NUNUKAN, KOMPAS.com – Kejaksaaan Negeri Nunukan, Kalimantan Utara, menemukan indikasi kerugian Negara sekitar Rp 11 miliar dalam proyek irigasi Lembudud, di Desa Lembudud, dataran tinggi Krayan, yang dikerjakan pada 2020 lalu.
Proyek irigasi Lembudud, dianggarkan Rp 19.903.848.000 oleh Kementrian PUPR, dan dikerjakan oleh Satker Balai Wilayah Sungai (BWS) Kalimantan V di Kota Tarakan.
"Proyek irigasi Lembudud, merupakan proyek yang diatensi Presiden Jokowi. Presiden ingin warga Krayan bisa terus melestarikan pertanian organik padi Adan khas Krayan," ujar Kepala Seksi Intel Kejari Nunukan, Bonar Satrio Wicaksono, pada Kamis (13/7/2023).
Bonar melanjutkan, Presiden Jokowi mengabulkan permintaan masyarakat Krayan yang ingin memiliki bendungan irigasi, untuk memudahkan pengairan sawah, yang selama ini hanya mengandalkan hujan.
Baca juga: Dapat Kenalan dari Aplikasi Kencan, Remaja 14 Tahun di Nunukan Dicabuli Saat Bertemu
Proyek irigasi, sebenarnya sudah dikerjakan sejak 2018, dengan sistem bertahap.
Mulai pembendungan sungai, sistem pipanisasi, sampai penguatan bendungan dengan konstruksi beton.

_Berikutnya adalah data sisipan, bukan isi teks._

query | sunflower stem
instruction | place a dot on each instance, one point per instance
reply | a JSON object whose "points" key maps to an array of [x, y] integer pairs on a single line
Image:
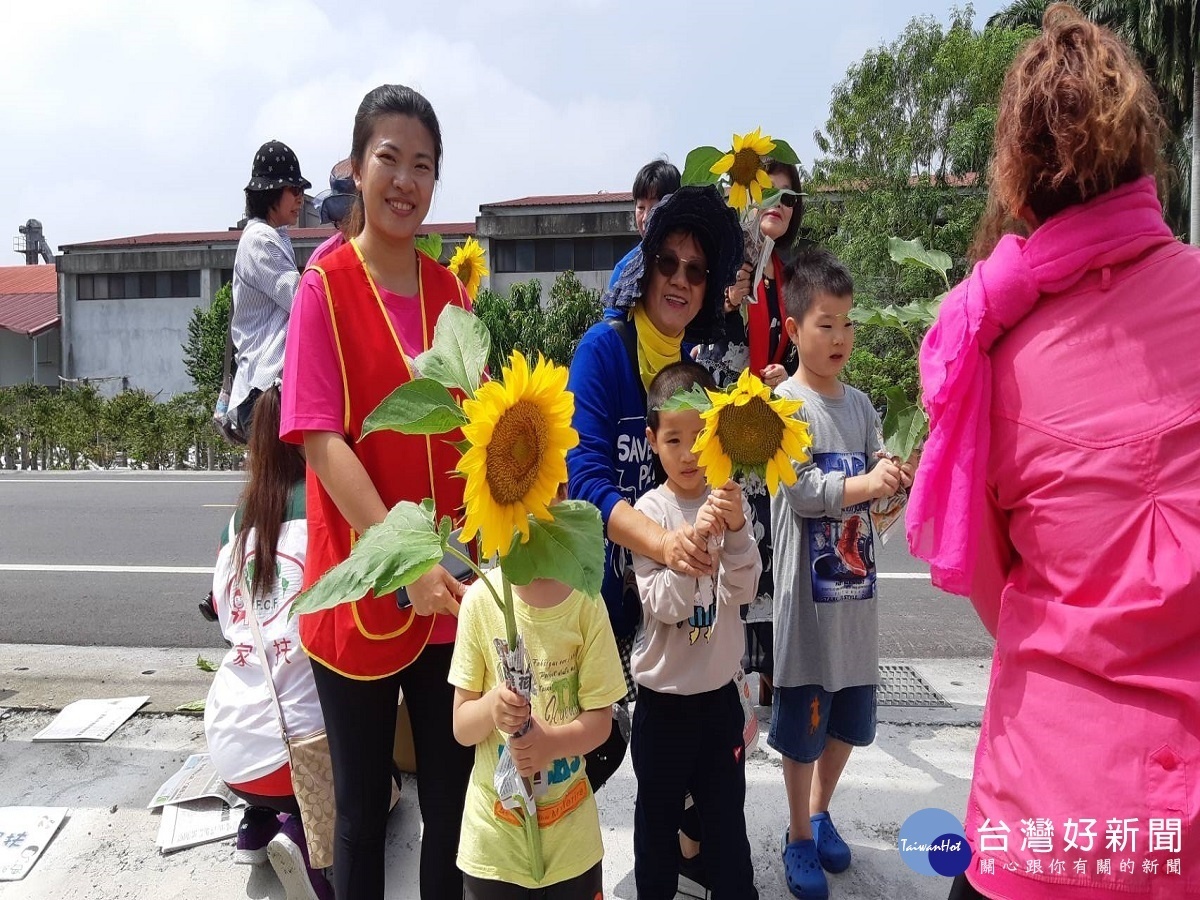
{"points": [[533, 835]]}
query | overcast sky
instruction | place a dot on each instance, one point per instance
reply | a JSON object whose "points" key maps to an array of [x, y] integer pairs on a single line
{"points": [[127, 118]]}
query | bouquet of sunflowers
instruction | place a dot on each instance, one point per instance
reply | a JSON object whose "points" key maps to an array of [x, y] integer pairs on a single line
{"points": [[516, 431]]}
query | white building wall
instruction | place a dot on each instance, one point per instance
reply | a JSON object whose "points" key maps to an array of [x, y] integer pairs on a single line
{"points": [[16, 359], [503, 282]]}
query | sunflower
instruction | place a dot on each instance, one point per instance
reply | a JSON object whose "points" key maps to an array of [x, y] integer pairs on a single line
{"points": [[748, 430], [468, 264], [744, 165], [520, 431]]}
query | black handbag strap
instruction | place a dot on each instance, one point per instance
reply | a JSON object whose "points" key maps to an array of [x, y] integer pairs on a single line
{"points": [[226, 376]]}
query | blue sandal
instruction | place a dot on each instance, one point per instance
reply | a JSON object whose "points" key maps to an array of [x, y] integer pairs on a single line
{"points": [[831, 847], [805, 877]]}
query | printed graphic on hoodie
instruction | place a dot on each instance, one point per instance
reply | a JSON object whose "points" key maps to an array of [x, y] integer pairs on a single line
{"points": [[841, 553]]}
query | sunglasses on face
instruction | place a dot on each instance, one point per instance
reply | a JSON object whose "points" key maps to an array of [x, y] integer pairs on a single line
{"points": [[669, 264]]}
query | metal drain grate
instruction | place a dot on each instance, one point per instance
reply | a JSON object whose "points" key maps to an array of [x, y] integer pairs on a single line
{"points": [[903, 687]]}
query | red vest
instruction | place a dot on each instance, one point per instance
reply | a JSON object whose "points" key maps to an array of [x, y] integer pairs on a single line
{"points": [[372, 637]]}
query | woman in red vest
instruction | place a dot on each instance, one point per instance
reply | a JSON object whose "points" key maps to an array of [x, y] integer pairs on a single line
{"points": [[360, 317]]}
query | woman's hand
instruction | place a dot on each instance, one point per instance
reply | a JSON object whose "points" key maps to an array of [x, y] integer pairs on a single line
{"points": [[509, 709], [437, 591], [774, 375], [687, 552], [737, 293]]}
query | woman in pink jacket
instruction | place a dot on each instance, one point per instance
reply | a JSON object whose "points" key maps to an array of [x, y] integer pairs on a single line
{"points": [[1060, 489]]}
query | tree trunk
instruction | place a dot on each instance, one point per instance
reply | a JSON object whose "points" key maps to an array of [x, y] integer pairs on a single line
{"points": [[1194, 229]]}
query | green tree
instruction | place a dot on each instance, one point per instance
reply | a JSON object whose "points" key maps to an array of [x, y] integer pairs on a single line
{"points": [[204, 349], [1165, 37], [905, 149]]}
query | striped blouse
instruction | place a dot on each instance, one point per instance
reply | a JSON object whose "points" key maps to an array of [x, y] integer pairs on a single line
{"points": [[264, 282]]}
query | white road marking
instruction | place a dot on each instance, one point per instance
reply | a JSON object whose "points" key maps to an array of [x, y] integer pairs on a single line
{"points": [[108, 569]]}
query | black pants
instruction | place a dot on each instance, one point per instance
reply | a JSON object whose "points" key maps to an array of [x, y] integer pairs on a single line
{"points": [[588, 886], [360, 720], [681, 744]]}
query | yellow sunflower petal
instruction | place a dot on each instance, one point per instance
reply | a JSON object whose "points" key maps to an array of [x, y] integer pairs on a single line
{"points": [[724, 165]]}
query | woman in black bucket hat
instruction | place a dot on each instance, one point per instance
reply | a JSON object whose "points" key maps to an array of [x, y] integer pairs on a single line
{"points": [[264, 276]]}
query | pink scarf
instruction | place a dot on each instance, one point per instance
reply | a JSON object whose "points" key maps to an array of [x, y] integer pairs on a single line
{"points": [[947, 501]]}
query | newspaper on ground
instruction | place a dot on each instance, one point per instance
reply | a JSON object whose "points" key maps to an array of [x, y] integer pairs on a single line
{"points": [[24, 833], [189, 825], [196, 779], [91, 719]]}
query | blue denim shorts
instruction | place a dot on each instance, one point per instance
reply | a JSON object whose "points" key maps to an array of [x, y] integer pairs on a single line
{"points": [[801, 719]]}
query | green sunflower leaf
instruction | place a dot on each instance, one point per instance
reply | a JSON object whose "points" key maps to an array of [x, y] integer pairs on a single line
{"points": [[784, 153], [693, 399], [905, 426], [389, 556], [699, 165], [419, 407], [460, 349], [570, 549], [430, 245]]}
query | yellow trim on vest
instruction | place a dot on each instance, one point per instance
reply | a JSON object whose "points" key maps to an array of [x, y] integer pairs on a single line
{"points": [[337, 343], [315, 658]]}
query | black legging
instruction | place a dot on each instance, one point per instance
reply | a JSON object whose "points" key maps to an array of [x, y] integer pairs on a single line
{"points": [[360, 720]]}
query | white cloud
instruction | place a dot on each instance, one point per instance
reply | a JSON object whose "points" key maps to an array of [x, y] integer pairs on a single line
{"points": [[130, 117]]}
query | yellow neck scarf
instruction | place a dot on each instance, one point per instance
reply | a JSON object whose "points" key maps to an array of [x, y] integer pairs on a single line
{"points": [[655, 351]]}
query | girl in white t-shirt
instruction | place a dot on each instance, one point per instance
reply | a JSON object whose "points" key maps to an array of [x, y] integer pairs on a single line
{"points": [[259, 573]]}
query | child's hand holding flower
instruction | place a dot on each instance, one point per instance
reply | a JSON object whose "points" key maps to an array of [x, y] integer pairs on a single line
{"points": [[510, 711], [534, 750], [726, 502]]}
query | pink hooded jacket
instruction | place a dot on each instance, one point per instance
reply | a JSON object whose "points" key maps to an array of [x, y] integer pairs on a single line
{"points": [[1087, 565]]}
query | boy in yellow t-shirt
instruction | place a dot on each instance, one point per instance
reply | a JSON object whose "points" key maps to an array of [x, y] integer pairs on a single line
{"points": [[577, 678]]}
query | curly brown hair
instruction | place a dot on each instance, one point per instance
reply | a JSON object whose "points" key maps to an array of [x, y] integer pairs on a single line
{"points": [[1077, 118]]}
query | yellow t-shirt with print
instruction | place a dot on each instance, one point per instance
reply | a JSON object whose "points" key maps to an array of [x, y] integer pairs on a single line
{"points": [[576, 667]]}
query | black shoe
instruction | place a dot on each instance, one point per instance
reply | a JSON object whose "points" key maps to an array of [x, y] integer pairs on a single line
{"points": [[693, 877]]}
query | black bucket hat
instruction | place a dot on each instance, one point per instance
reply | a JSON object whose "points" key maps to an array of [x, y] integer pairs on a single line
{"points": [[276, 166], [702, 211]]}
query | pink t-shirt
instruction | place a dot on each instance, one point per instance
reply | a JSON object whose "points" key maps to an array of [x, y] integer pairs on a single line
{"points": [[312, 397], [312, 376], [330, 244]]}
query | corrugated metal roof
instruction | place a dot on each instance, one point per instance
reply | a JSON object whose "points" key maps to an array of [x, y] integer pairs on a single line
{"points": [[233, 237], [29, 313], [568, 199]]}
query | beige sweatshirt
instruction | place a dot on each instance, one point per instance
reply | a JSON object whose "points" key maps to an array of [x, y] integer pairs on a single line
{"points": [[691, 643]]}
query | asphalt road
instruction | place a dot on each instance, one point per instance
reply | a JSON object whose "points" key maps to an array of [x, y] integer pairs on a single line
{"points": [[135, 537]]}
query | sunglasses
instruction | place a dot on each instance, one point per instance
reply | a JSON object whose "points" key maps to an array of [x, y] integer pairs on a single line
{"points": [[669, 264]]}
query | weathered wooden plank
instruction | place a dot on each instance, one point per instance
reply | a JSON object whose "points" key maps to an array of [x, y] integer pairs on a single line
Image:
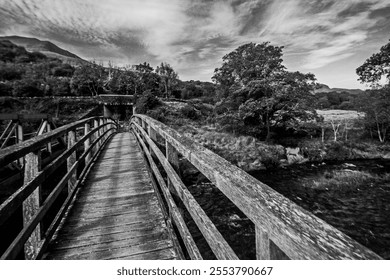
{"points": [[213, 237], [23, 116], [97, 227], [155, 255], [29, 228], [88, 225], [108, 241], [297, 232], [174, 212], [262, 244], [14, 201], [108, 253], [14, 152], [87, 143], [128, 228], [71, 160], [31, 205]]}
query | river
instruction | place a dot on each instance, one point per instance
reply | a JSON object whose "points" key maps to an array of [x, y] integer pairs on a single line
{"points": [[362, 212]]}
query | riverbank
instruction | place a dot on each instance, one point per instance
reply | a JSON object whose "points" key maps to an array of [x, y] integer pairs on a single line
{"points": [[250, 154]]}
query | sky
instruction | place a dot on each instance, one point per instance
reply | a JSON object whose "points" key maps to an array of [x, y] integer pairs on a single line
{"points": [[329, 38]]}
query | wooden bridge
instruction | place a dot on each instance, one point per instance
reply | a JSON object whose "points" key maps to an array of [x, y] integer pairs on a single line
{"points": [[115, 195]]}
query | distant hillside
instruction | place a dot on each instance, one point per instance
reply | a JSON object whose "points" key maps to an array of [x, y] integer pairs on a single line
{"points": [[45, 47], [324, 88]]}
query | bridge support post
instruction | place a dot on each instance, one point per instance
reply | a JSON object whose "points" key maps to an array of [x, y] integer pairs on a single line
{"points": [[96, 136], [152, 135], [173, 158], [87, 143], [71, 160], [101, 132], [48, 129], [32, 204], [262, 244], [19, 139]]}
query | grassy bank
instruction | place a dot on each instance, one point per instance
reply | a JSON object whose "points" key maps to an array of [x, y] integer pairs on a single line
{"points": [[346, 179], [196, 122]]}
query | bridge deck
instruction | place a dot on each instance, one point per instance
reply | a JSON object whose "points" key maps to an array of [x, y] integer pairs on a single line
{"points": [[117, 214]]}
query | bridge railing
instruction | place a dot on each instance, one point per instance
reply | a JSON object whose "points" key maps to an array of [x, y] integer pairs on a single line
{"points": [[84, 140], [283, 229]]}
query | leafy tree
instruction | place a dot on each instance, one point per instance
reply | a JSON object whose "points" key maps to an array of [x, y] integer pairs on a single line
{"points": [[265, 95], [376, 106], [89, 78], [375, 67], [376, 103], [28, 88], [168, 77], [146, 80]]}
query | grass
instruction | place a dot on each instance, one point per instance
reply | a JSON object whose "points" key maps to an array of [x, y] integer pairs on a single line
{"points": [[246, 152]]}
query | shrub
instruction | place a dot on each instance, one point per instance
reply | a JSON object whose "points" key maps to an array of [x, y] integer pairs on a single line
{"points": [[146, 102], [190, 112]]}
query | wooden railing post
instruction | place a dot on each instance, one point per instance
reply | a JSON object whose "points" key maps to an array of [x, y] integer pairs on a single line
{"points": [[262, 244], [48, 129], [173, 158], [87, 143], [71, 160], [19, 139], [101, 131], [152, 135], [96, 136], [32, 204]]}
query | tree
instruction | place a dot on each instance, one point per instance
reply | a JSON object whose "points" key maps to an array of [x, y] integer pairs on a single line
{"points": [[376, 103], [91, 77], [168, 77], [267, 96], [375, 67], [376, 106]]}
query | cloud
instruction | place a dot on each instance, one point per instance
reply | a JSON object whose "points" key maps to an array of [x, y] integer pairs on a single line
{"points": [[192, 35]]}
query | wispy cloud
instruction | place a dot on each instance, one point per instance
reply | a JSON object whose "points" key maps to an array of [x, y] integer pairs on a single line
{"points": [[194, 34]]}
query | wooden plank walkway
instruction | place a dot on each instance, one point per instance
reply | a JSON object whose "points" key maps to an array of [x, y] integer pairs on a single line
{"points": [[116, 215]]}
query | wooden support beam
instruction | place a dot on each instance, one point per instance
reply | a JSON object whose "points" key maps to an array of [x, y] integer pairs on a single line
{"points": [[19, 139], [71, 160], [31, 204], [8, 136], [42, 127], [87, 143], [101, 122], [96, 136], [152, 135], [5, 131], [48, 146], [173, 158], [262, 244]]}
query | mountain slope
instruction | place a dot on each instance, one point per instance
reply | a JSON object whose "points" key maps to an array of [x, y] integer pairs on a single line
{"points": [[45, 47]]}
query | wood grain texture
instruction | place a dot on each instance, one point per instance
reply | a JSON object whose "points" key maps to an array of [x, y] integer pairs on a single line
{"points": [[295, 231], [116, 215]]}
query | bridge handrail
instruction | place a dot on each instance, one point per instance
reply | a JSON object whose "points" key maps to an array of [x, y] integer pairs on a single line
{"points": [[31, 238], [17, 151], [283, 229]]}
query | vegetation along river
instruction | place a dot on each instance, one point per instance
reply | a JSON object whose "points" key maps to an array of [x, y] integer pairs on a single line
{"points": [[352, 196]]}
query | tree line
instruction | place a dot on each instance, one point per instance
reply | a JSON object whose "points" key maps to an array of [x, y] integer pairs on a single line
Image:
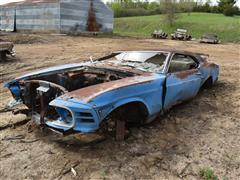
{"points": [[125, 8]]}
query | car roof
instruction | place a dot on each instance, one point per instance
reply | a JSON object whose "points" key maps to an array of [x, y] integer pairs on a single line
{"points": [[165, 51]]}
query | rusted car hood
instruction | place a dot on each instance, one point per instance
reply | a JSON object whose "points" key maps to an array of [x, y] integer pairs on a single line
{"points": [[87, 94], [65, 67]]}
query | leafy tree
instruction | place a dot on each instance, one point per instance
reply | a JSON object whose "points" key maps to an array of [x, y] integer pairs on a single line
{"points": [[169, 8], [227, 7]]}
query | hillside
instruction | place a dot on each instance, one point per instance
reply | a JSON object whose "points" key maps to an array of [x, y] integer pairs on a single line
{"points": [[228, 28]]}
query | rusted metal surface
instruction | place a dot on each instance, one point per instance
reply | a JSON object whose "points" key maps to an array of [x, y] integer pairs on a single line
{"points": [[210, 38], [209, 65], [181, 34], [79, 97], [159, 34], [89, 93], [56, 16], [92, 24], [185, 74]]}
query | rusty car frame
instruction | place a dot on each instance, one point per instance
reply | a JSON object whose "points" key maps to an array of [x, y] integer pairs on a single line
{"points": [[210, 38], [181, 34], [159, 34], [123, 87], [6, 48]]}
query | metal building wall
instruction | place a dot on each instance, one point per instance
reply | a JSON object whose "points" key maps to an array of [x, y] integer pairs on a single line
{"points": [[44, 17], [7, 19], [104, 16], [55, 15], [74, 15]]}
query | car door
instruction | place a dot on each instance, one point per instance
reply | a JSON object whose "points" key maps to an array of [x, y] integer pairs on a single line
{"points": [[183, 79]]}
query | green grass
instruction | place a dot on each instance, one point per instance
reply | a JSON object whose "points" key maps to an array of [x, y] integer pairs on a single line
{"points": [[207, 174], [228, 28]]}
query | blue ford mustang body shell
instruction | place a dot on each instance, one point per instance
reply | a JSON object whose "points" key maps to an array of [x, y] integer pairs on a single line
{"points": [[84, 109]]}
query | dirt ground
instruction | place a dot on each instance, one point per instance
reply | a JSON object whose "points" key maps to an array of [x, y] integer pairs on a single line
{"points": [[204, 132]]}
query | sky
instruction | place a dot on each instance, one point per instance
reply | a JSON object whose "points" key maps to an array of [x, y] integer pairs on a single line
{"points": [[7, 1]]}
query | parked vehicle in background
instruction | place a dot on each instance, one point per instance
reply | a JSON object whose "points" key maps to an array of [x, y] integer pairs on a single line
{"points": [[6, 48], [210, 38], [159, 34], [181, 34], [117, 89]]}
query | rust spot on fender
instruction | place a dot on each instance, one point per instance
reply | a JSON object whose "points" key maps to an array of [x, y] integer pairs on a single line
{"points": [[89, 93], [185, 74], [209, 65]]}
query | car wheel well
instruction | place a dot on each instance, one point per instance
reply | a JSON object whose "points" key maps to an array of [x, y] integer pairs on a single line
{"points": [[208, 83], [135, 112]]}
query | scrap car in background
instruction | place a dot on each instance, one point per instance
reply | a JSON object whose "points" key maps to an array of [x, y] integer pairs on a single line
{"points": [[6, 48], [123, 87], [210, 38], [159, 34], [181, 34]]}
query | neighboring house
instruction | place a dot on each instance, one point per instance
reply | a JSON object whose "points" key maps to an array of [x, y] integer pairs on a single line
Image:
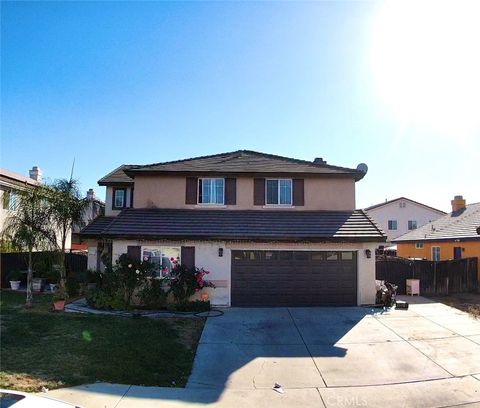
{"points": [[399, 216], [10, 184], [272, 230], [94, 209], [453, 236]]}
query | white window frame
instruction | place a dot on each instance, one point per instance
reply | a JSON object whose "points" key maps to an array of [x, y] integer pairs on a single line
{"points": [[396, 225], [161, 249], [115, 191], [278, 192], [202, 179], [412, 221], [436, 250]]}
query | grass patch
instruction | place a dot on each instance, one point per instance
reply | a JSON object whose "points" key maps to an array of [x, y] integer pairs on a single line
{"points": [[44, 348]]}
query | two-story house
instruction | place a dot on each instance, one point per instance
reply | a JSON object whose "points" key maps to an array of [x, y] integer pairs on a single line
{"points": [[94, 209], [272, 231], [10, 185], [454, 236], [401, 215]]}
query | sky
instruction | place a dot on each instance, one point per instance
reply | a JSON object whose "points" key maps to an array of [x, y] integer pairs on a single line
{"points": [[392, 84]]}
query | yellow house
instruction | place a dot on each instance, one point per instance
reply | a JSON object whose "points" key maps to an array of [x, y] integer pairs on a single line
{"points": [[453, 236]]}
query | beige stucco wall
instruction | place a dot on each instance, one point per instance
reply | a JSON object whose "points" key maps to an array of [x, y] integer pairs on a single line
{"points": [[169, 192], [206, 256]]}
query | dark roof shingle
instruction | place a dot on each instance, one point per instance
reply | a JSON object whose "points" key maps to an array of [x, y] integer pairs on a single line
{"points": [[117, 176], [238, 225]]}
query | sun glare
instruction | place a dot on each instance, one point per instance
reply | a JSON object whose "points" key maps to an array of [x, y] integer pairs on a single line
{"points": [[426, 63]]}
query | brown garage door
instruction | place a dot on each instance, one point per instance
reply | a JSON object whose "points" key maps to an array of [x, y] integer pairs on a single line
{"points": [[294, 278]]}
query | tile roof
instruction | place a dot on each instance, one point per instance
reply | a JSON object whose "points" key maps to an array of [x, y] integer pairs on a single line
{"points": [[98, 225], [245, 161], [117, 176], [281, 225], [10, 176], [461, 224], [372, 207]]}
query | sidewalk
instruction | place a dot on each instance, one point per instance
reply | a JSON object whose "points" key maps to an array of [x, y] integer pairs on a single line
{"points": [[450, 392]]}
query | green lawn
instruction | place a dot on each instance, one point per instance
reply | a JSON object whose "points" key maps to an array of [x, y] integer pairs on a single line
{"points": [[54, 349]]}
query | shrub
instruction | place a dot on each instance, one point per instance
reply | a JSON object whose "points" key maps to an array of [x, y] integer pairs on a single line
{"points": [[153, 295], [15, 276], [100, 299], [192, 306], [115, 287], [72, 287], [187, 281]]}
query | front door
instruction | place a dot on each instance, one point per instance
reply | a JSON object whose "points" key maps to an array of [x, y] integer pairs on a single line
{"points": [[457, 252]]}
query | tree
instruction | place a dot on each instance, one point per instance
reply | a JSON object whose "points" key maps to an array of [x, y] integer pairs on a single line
{"points": [[67, 209], [28, 227]]}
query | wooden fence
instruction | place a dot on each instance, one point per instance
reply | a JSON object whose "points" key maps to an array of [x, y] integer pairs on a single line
{"points": [[436, 278], [75, 263]]}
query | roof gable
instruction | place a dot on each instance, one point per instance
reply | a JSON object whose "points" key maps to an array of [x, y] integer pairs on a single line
{"points": [[396, 200], [117, 176], [460, 224], [244, 161]]}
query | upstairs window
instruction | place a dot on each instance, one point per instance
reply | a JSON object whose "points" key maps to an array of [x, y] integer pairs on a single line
{"points": [[119, 198], [392, 225], [412, 225], [278, 192], [211, 191], [9, 200]]}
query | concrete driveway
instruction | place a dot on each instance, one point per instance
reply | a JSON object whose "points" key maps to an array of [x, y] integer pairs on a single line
{"points": [[428, 356], [334, 349]]}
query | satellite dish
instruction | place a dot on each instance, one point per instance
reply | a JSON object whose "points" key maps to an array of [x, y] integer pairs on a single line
{"points": [[362, 167]]}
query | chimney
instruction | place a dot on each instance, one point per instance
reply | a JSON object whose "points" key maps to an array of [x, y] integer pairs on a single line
{"points": [[458, 203], [36, 173], [90, 194]]}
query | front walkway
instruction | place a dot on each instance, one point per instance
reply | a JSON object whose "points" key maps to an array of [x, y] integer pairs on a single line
{"points": [[427, 356]]}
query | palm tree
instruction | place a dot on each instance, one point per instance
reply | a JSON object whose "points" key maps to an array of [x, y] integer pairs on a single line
{"points": [[67, 209], [28, 227]]}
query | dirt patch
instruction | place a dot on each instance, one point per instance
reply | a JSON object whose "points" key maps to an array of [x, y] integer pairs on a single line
{"points": [[467, 302]]}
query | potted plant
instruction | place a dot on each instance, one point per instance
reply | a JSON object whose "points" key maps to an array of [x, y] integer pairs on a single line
{"points": [[37, 284], [59, 300], [15, 279]]}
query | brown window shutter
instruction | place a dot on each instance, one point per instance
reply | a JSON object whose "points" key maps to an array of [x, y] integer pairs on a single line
{"points": [[298, 192], [191, 190], [258, 191], [230, 191], [188, 256], [134, 251]]}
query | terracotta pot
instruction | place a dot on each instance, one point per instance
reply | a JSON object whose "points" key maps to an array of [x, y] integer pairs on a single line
{"points": [[37, 284], [59, 305]]}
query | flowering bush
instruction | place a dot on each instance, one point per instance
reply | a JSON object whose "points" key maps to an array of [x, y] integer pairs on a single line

"Jaksa sudah melakukan penyelidikan sejak 14 Februari 2023. Sementara kita fokus untuk yang proyek 2020 karena fisiknya ambrol diterjang banjir. Masyarakat tidak pernah menerima manfaat proyeknya, dan potensi kerugian negaranya lumayan besar, sekitar Rp 11 miliar dari total APBN 2020 untuk proyek irigasi Lembudud sebesar Rp 19 miliar," kata Bonar.
Sejauh ini, penyidik Kejari Nunukan telah memeriksa 16 orang saksi dan 2 orang ahli konstruksi sumber daya air, serta memeriksa dokumen-dokumen terkait.
"Jaksa menemukan dugaan pidana adanya perbuatan melawan hukum dan atau penyalahgunaan wewenang yang berpotensi dapat merugikan keuangan negara sekitar Rp 11 miliar," ujar dia.
Seharusnya, lanjut Bonar, yang namanya proyek irigasi, tentu ada bangunan bendungan atau minimal semacam tanggul untuk menampung debit air.
Tapi faktanya, di titik lokasi pengerjaan, hanya terlihat batu-batu sungai berserakan tanpa ada bekas bangunan beton.